Imagine Van Gogh’s Starry Night or Edvard Munch’s The Scream or the towering Venus de Milo statue by Alexandros of Antioch. Then reimagine them made out of Legos. Nathan Sawaya’s traveling exhibit, The Art of the Brick, uses more than 1.5 million individual Lego bricks to reproduce famous works of art. The bilingual show is at the Perot Museum of Nature and Science in Dallas through Aug. 18. Sawaya brings a child-like wonder to classic masterpieces and abstract, complex thoughts and feelings. A simple toy transforms a real-life creation into an children’s art form.
From an early age, Sawaya, now 45, loved Legos. He got his first set at age 5, and when he went to college, he even took Legos with him. But Sawaya did not start like many other artists—following his or her passion from the get-go. He worked as a corporate lawyer in New York City and needed a creative outlet after his day at the office. He drew, painted and even sculpted before one day having an idea: “What about [Legos]? Could I use [them] to create large-scale sculpture?” Sawaya recounts. From there, he experimented for some time before leaving his law firm and going into art full time. “I was going from this very secure lifestyle of being a lawyer to going into almost this bohemian lifestyle,” Sawaya says. “I let my legal license expire, so I didn’t have a safety net. I knew this is what I wanted to do. I found my passion.”

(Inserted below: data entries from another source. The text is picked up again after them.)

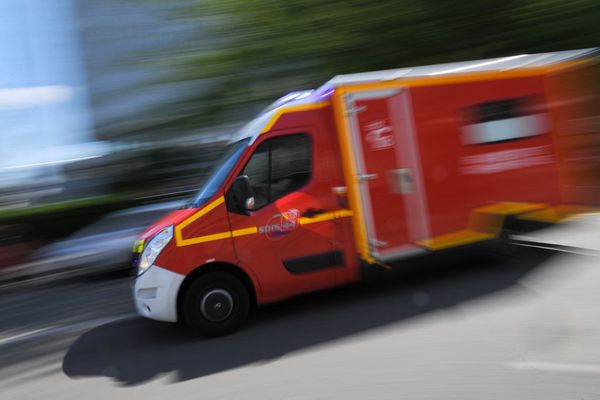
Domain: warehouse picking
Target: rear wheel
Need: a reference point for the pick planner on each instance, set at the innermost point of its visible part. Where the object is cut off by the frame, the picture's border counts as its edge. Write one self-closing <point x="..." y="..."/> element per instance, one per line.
<point x="216" y="304"/>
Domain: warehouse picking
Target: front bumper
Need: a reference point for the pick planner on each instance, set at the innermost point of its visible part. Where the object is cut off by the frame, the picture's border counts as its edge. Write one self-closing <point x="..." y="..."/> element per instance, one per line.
<point x="155" y="293"/>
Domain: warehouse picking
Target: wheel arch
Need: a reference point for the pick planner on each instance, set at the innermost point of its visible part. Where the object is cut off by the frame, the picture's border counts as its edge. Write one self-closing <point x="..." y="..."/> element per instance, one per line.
<point x="232" y="269"/>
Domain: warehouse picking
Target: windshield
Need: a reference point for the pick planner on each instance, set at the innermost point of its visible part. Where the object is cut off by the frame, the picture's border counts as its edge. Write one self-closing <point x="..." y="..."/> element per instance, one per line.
<point x="219" y="172"/>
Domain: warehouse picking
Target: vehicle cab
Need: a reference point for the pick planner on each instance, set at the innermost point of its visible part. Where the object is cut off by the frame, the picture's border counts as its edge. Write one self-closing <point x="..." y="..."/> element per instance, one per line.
<point x="270" y="221"/>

Though he began working on his project in 2002, Sawaya’s first museum exhibit didn’t debut until 2007. It was at the Lancaster Museum of Art in Lancaster, Pennsylvania, which, at the time, had about 30,000 visitors a year. “When we had the exhibition, over the six weeks, we had 25,000 people,” Sawaya remembers. “So they were blown away right from the start, and we realized we were on to something.”
And they were. The Art of the Brick has been seen around the world, from Singapore to Australia. And once you see the artworks, it’s clear how such a simple idea became a phenomenon
“I like the straight lines,” Sawaya says. “I like the sharp corners. When you see my artwork up close, you’ll see it’s a lot of sharp corners, right angles, little rectangles and squares, but then when you back away from it, all those corners, they’re going to blend into curves. And that’s the magic of using Lego bricks.”

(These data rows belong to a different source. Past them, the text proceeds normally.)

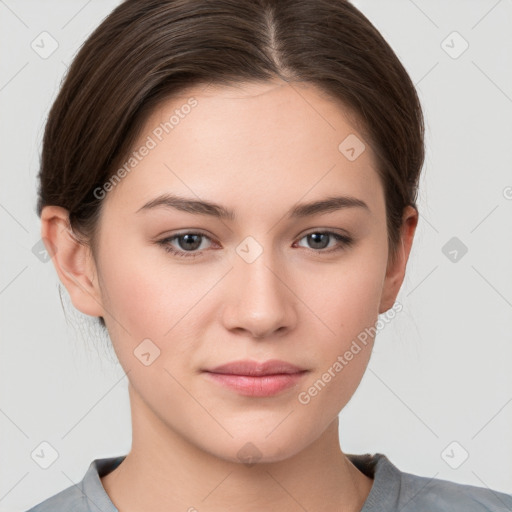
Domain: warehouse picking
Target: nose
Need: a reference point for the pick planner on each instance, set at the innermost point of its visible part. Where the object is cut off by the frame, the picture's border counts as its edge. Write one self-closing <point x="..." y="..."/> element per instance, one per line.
<point x="259" y="299"/>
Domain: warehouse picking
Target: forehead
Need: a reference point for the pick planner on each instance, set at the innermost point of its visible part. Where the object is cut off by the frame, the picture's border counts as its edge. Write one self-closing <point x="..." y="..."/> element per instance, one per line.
<point x="240" y="141"/>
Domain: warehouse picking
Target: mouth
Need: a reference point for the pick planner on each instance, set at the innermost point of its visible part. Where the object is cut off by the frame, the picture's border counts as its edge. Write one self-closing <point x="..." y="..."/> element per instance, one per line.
<point x="250" y="378"/>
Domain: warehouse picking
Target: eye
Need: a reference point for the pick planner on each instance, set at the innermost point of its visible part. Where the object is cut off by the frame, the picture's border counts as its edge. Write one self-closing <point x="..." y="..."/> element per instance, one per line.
<point x="187" y="242"/>
<point x="320" y="241"/>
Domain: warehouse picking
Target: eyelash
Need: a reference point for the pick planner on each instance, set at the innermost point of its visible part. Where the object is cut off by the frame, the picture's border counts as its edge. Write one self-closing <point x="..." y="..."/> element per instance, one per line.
<point x="346" y="241"/>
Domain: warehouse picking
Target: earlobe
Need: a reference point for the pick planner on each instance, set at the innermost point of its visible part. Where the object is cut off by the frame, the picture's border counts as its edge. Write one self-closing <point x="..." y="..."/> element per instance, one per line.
<point x="395" y="272"/>
<point x="72" y="260"/>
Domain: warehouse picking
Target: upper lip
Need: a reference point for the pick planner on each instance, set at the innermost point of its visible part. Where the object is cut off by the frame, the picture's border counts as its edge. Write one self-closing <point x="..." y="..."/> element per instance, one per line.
<point x="247" y="367"/>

The exhibit is more than just recreations of traditional artwork. The exhibit runs through several galleries, from Metamorphosis to The Human Condition to Through the Darkness. One of Sawaya’s original creations, a red human figure with hands elongating from the wall trying to pull the figure back, is personal: “[Grasp] comes from everyone telling me, ‘No, you’re making a mistake. What are you doing? Are you crazy? You’re leaving a law firm job to go play with toys?” he says. Another piece, Yellow, has been used on both album covers and fashion labels. The work shows a figure tearing its chest open with thousands of yellow Lego bricks falling out. It symbolizes opening oneself up to the world, Sawaya says.
These works are no simple task to create. A life-size human figure can take up to two or three week to build and will use anywhere from 10,000 to 20,000 bricks, Sawaya says, and it’s all self-funded. In his Los Angeles studio, he has nearly 7 million bricks. When creating the masterpieces, Sawaya doesn’t take any easy routes. Each brick is the classic rectangular piece, and it is up to him to figure out how to make a curve out of the sharp-edged Lego.

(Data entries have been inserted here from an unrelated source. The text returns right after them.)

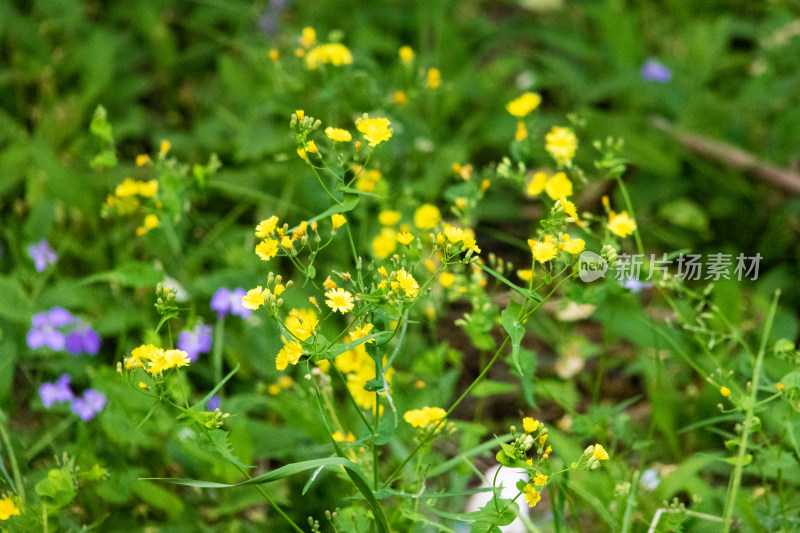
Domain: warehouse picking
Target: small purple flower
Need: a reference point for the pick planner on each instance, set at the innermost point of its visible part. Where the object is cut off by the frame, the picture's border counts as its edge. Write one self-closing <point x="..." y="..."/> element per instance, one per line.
<point x="196" y="341"/>
<point x="82" y="339"/>
<point x="225" y="301"/>
<point x="634" y="285"/>
<point x="58" y="391"/>
<point x="42" y="255"/>
<point x="654" y="70"/>
<point x="89" y="405"/>
<point x="44" y="332"/>
<point x="213" y="403"/>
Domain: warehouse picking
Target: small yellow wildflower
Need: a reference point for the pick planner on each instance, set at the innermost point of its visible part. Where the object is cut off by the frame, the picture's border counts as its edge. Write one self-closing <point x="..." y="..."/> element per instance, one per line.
<point x="406" y="54"/>
<point x="405" y="238"/>
<point x="561" y="144"/>
<point x="537" y="183"/>
<point x="558" y="186"/>
<point x="543" y="251"/>
<point x="338" y="134"/>
<point x="267" y="249"/>
<point x="339" y="300"/>
<point x="388" y="217"/>
<point x="529" y="424"/>
<point x="621" y="224"/>
<point x="540" y="480"/>
<point x="385" y="243"/>
<point x="427" y="216"/>
<point x="289" y="354"/>
<point x="434" y="78"/>
<point x="520" y="107"/>
<point x="532" y="495"/>
<point x="255" y="298"/>
<point x="374" y="130"/>
<point x="8" y="508"/>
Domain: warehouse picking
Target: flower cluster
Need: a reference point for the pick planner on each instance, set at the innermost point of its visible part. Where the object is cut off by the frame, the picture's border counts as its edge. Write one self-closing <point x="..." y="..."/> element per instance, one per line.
<point x="86" y="406"/>
<point x="58" y="329"/>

Does one work stand out as Sawaya’s best? “I don’t pick a favorite piece,” Sawaya says. “I put my heart and soul into all of these. They’re my babies. How do you pick a favorite child?”
This exhibit isn’t the last you’ll see of Sawaya. We have the inside scoop that he is currently working on a new project that he started a year and a half ago. The new series is hopefully going to debut later this year, he says.
One thing you might not realize while passing along the Lego mound of Moai (aka the Easter Island head statues) and the Little Dancer of Fourteen Years by Edgar Degas is that you can be taken aback in such a powerful way by a toy you used to play with as a kid. Your kids can become artists just like Sawaya.
“I think that it’s important to use Legos because it makes the art accessible,” Sawaya says. “It’s about the democratizing of the art world. Using a toy makes it something that everyone can connect to. Everyone has Lego bricks, and that’s what makes this art … accessible and hopefully inspiring. My role as an artist is to inspire. I hope to inspire all of you when you see the exhibition.”